Sapers, the Correctional Investigator of Canada, has sent a team from his office to investigate Wednesday’s riot alongside the RCMP, the Union of Canadian Correctional Officers, and Correctional Service Canada.
His office will not only be looking into the riot, but also the issue of food, he said. There have been several recent changes to food services and the “national diet” in federal institutions with the introduction of a new menu.
“Portion sizes are far more controlled than they have ever been. Things like fresh milk have been taken out of the diet and replaced with powder milk,” he said.
Sapers’ office takes complaints about food very seriously and it’s seen an increase of food-related complaints across the country, he said.
“Food is nothing to be dismissed as trivial in institutions.
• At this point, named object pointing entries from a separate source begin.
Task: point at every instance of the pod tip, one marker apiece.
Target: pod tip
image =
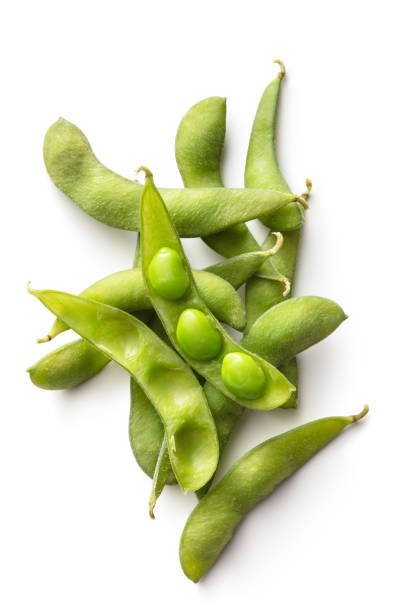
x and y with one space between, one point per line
46 338
148 173
360 415
282 68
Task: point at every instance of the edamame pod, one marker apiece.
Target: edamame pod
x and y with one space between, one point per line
114 200
281 333
261 169
199 145
126 290
292 326
157 231
165 378
76 362
67 366
213 521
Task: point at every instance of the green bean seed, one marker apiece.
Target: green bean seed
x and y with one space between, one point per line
197 336
167 275
114 200
213 521
157 230
164 377
242 376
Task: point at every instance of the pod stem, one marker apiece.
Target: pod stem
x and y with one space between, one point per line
148 173
278 243
287 286
360 415
282 68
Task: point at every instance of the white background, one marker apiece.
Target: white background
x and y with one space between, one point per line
75 533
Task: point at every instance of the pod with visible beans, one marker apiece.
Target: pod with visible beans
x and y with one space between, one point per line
76 362
252 478
199 145
126 290
269 339
164 377
157 231
114 200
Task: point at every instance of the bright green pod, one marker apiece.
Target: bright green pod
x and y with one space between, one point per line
157 230
67 366
167 275
200 142
126 290
114 200
261 168
242 376
292 326
197 335
164 377
213 521
146 431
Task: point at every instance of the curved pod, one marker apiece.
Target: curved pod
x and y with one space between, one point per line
164 377
157 231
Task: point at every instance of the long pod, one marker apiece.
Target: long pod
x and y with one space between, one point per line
199 146
114 200
78 361
213 521
158 232
282 332
126 290
164 377
262 169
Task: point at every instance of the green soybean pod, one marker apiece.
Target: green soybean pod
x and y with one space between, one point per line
114 200
261 169
78 361
281 333
67 366
199 146
164 377
146 432
157 231
126 290
292 326
213 521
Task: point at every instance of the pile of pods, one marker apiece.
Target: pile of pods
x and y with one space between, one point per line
160 320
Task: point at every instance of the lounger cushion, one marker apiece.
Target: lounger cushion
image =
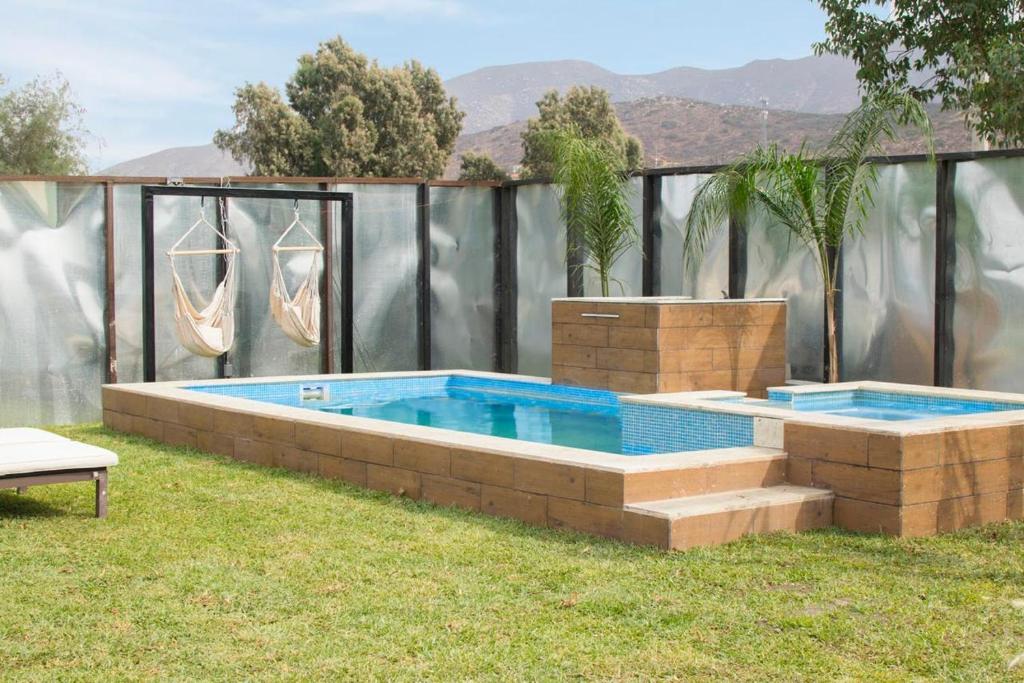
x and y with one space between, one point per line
51 456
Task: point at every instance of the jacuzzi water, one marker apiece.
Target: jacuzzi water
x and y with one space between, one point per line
548 414
882 404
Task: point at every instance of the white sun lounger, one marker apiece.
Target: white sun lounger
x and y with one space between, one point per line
33 458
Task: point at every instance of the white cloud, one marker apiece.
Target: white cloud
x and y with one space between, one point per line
101 72
396 9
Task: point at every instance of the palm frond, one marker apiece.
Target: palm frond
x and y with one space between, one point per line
595 197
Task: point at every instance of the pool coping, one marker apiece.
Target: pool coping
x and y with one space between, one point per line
181 391
711 400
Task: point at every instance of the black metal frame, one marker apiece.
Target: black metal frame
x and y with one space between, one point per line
506 279
150 193
651 236
423 274
651 240
506 266
945 266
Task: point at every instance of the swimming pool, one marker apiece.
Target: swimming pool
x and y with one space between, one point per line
574 417
875 404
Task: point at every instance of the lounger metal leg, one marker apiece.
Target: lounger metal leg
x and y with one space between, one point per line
100 476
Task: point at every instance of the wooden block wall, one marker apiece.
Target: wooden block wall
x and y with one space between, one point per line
915 484
666 347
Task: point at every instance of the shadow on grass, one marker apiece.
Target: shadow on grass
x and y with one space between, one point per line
857 552
23 506
596 546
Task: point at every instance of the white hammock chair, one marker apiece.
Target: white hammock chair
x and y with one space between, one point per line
209 332
298 316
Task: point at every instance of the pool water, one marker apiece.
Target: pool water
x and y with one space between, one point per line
576 417
579 425
882 406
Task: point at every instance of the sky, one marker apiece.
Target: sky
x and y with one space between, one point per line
155 75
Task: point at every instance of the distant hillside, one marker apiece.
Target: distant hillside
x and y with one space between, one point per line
677 131
202 160
499 95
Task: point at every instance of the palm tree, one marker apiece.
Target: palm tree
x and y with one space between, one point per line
593 187
820 200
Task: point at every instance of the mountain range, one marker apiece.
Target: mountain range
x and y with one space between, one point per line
682 116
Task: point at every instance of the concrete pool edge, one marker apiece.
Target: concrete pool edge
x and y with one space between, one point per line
538 483
910 478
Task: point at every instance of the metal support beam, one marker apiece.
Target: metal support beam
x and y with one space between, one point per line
737 256
423 273
836 262
651 235
945 269
347 294
150 194
224 367
110 302
327 281
506 284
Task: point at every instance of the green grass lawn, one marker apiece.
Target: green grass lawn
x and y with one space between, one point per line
208 568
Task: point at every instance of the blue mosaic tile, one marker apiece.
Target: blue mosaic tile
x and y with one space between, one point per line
662 429
642 429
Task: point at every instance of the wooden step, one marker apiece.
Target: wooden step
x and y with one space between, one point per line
716 518
705 472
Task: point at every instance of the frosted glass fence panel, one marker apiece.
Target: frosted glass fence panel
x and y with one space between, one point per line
627 273
988 336
261 348
172 217
708 279
777 266
541 259
384 266
51 303
462 278
889 282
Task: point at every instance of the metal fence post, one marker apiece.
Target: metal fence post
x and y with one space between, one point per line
506 283
327 289
423 273
110 301
651 236
737 256
945 268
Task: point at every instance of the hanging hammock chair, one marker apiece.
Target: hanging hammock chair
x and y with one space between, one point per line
208 332
297 315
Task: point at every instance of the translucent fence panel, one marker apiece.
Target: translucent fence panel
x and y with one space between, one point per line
51 303
462 278
172 216
710 278
384 276
777 268
889 282
541 258
261 348
989 274
627 273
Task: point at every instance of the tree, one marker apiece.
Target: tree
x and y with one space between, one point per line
41 130
969 54
588 111
480 167
819 201
345 116
594 191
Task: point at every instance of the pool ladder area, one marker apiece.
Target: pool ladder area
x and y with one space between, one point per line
313 392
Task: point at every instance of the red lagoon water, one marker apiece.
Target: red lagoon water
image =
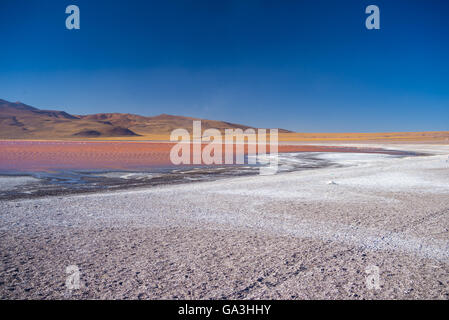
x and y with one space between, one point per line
89 155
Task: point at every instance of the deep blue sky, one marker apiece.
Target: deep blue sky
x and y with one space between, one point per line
308 66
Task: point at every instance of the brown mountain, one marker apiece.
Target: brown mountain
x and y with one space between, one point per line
21 121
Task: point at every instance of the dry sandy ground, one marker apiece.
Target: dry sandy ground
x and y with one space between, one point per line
288 236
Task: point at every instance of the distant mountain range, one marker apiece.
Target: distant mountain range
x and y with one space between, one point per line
21 121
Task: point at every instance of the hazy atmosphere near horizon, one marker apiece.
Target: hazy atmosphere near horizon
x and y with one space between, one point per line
306 66
136 164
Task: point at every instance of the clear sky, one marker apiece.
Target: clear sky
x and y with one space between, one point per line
308 66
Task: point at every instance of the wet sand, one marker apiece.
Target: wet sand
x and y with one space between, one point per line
66 155
290 236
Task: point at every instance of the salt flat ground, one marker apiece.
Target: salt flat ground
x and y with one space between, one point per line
297 235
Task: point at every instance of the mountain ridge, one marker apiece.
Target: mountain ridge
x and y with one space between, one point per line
21 121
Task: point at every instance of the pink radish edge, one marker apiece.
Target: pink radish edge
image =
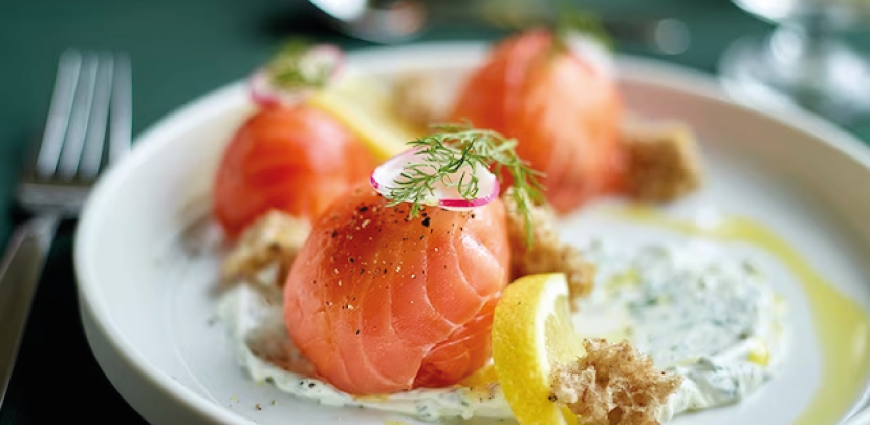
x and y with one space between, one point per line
457 204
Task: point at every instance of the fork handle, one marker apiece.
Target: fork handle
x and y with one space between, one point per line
20 270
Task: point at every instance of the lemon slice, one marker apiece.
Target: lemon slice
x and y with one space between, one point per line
363 104
531 333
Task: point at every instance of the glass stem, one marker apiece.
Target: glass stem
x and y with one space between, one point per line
800 45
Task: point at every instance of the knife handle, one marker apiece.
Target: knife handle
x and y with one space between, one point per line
20 270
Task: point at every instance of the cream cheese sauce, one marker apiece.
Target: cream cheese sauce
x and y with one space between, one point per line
697 312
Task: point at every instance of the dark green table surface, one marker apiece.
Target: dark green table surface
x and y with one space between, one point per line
181 49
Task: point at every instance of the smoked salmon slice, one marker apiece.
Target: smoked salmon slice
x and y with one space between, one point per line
563 109
380 303
295 159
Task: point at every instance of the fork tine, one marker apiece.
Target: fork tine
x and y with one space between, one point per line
121 109
92 152
68 70
71 154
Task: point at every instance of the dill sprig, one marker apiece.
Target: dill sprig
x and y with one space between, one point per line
573 20
291 68
452 156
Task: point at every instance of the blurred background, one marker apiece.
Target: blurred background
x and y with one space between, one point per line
765 52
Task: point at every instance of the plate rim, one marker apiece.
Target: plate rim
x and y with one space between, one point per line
158 134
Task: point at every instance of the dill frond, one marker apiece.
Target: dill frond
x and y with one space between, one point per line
290 70
451 158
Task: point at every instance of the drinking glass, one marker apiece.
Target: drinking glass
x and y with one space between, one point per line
803 61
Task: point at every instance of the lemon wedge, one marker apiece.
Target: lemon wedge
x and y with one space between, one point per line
363 104
531 333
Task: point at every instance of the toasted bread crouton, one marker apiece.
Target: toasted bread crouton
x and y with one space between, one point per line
613 385
662 161
273 239
547 253
422 99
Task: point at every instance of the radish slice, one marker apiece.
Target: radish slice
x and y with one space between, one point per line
445 193
266 94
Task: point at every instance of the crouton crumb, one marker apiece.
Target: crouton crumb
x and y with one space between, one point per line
662 161
547 253
423 99
274 238
613 385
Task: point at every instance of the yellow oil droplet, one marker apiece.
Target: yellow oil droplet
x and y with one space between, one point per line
842 325
759 354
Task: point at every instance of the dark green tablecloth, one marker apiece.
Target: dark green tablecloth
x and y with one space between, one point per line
180 49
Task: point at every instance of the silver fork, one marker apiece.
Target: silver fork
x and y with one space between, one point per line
92 91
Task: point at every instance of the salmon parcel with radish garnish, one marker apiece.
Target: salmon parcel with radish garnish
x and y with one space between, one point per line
435 283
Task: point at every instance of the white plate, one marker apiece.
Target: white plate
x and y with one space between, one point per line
148 306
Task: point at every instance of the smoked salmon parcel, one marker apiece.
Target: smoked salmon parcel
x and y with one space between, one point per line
557 96
381 302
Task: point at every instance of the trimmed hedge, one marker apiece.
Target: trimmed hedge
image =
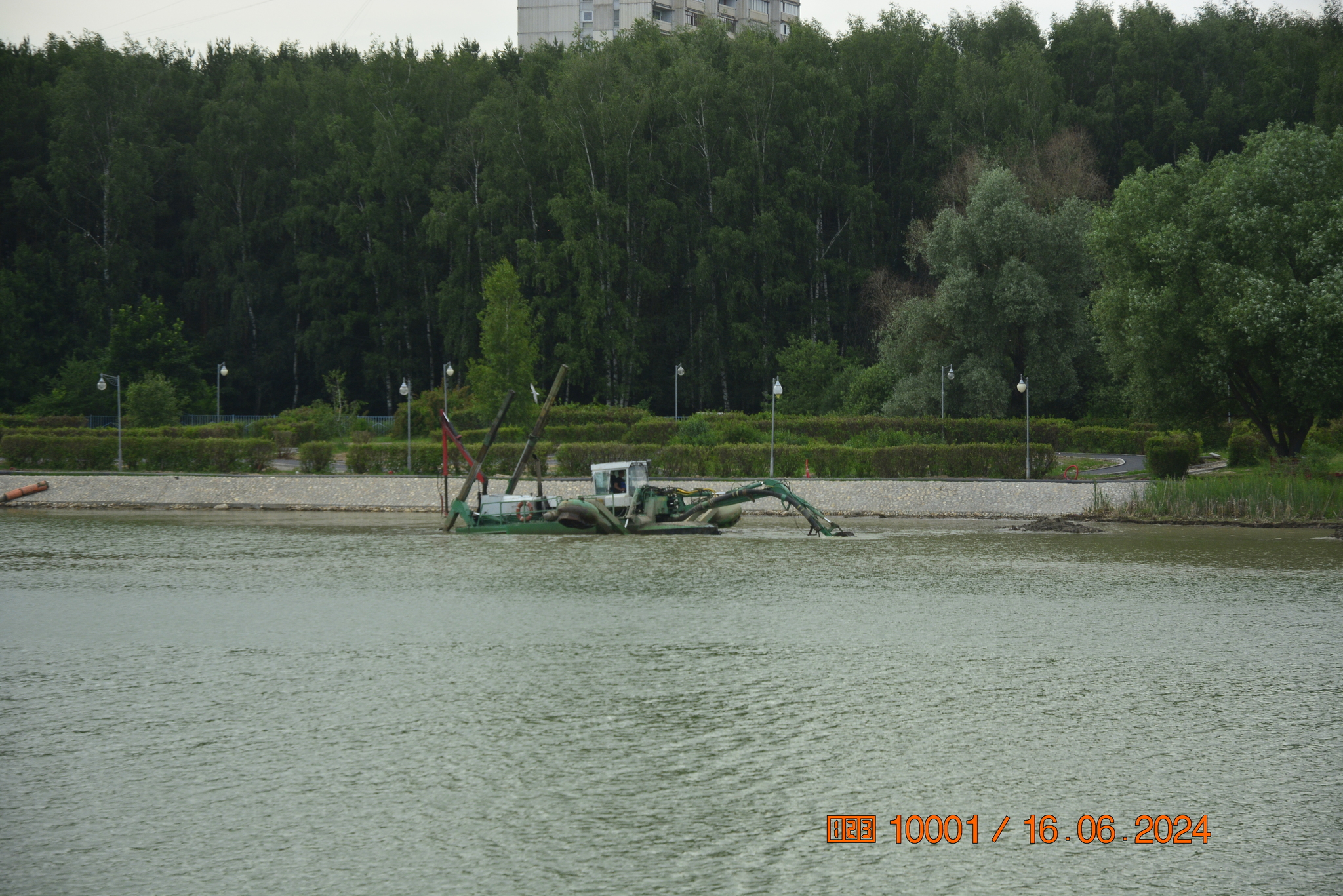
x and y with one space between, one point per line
653 430
575 457
477 437
428 457
68 422
586 433
140 453
315 457
1244 449
212 431
1169 457
738 461
1108 438
586 414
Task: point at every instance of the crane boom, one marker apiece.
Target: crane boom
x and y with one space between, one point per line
821 524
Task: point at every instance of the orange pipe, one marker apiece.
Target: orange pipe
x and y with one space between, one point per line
18 494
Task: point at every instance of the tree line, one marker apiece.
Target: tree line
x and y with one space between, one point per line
725 203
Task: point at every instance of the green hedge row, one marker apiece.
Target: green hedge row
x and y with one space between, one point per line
140 453
736 461
212 431
1169 457
582 433
428 457
15 421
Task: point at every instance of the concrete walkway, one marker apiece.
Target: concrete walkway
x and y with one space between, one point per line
1127 463
1008 499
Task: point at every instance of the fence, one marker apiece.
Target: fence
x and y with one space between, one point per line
379 425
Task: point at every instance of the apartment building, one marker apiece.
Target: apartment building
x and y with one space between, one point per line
547 20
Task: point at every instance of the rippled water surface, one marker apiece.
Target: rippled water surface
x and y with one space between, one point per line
284 703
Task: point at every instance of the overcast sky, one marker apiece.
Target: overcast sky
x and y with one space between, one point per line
193 23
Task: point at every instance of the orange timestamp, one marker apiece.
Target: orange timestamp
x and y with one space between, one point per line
1043 829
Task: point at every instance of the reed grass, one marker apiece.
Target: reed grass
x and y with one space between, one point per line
1256 497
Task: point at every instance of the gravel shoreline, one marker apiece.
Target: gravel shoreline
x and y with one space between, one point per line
986 499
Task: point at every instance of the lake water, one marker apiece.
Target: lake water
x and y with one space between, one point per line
339 703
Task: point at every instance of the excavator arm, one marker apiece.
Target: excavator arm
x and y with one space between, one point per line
770 490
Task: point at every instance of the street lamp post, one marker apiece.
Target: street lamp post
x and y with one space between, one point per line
1024 386
676 385
220 370
448 371
774 395
406 391
102 386
947 374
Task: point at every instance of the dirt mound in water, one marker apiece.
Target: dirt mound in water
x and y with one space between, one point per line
1054 524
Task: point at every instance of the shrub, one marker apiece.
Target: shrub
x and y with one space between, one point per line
1244 449
315 457
506 435
892 438
742 461
285 440
576 457
584 414
584 433
140 452
152 402
14 421
651 430
1108 438
1169 457
428 457
1330 436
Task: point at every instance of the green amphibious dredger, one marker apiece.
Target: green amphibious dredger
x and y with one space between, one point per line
622 501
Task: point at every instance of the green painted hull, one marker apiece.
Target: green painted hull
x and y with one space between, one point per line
540 527
559 528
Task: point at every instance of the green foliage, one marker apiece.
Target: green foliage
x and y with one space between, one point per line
816 378
892 438
649 430
738 461
589 414
664 198
14 421
428 458
576 457
74 390
1108 438
1012 300
1263 497
510 347
1169 457
151 402
140 453
315 457
602 431
1225 279
1245 449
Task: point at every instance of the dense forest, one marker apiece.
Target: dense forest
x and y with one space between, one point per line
696 199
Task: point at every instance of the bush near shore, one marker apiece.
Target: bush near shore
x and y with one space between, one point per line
428 457
138 453
736 461
1235 499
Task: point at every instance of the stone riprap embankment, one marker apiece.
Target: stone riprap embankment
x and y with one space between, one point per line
990 499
Food really does speak to some very fundamental principles of both human dignity, but also safe operations,” Sapers said. “If people are hungry it tends to get in the way of a lot of other things.”
His team will try to look at the entire context of the riot and the situation in Saskatchewan Penitentiary.
“What we have found in our experience is that the trigger hardly explains everything that happened,” Sapers said. “It doesn’t explain how things got to the point where they became that explosive and it certainly doesn’t explain the rapid escalation and the violence that ensued.”
James Bloomfield, prairie region president of the Union of Canadian Correctional Officers, said there are rumours that Wednesday’s melee started with inmates who worked in the kitchen and talk about portion sizes, but nothing has been confirmed.
He said the prison is currently housing more than 900 inmates. According to the Correctional Service of Canada’s website, the facility has a capacity of 785.
Sapers said facilities across the Prairies tend to be the most overcrowded. He’s raised concerns about the issue for years as it relates to the scarcity of resources, inmates being forced to double-bunk, and competition for employment and program placement.”
The office of Public Safety Ministry Ralph Goodale sent a statement Friday saying Correctional Service Canada is reviewing the incident.
“Minister Goodale was continuously briefed about the riot at Saskatchewan Penitentiary throughout the incident,” the statement read. “His thoughts are with the family and friends of the inmate who passed away after the incident, and with those who suffered injuries.”
Don Head, Correctional Service Canada commissioner, was at Saskatchewan Penitentiary Friday.
Two areas of the prison were still on lockdown.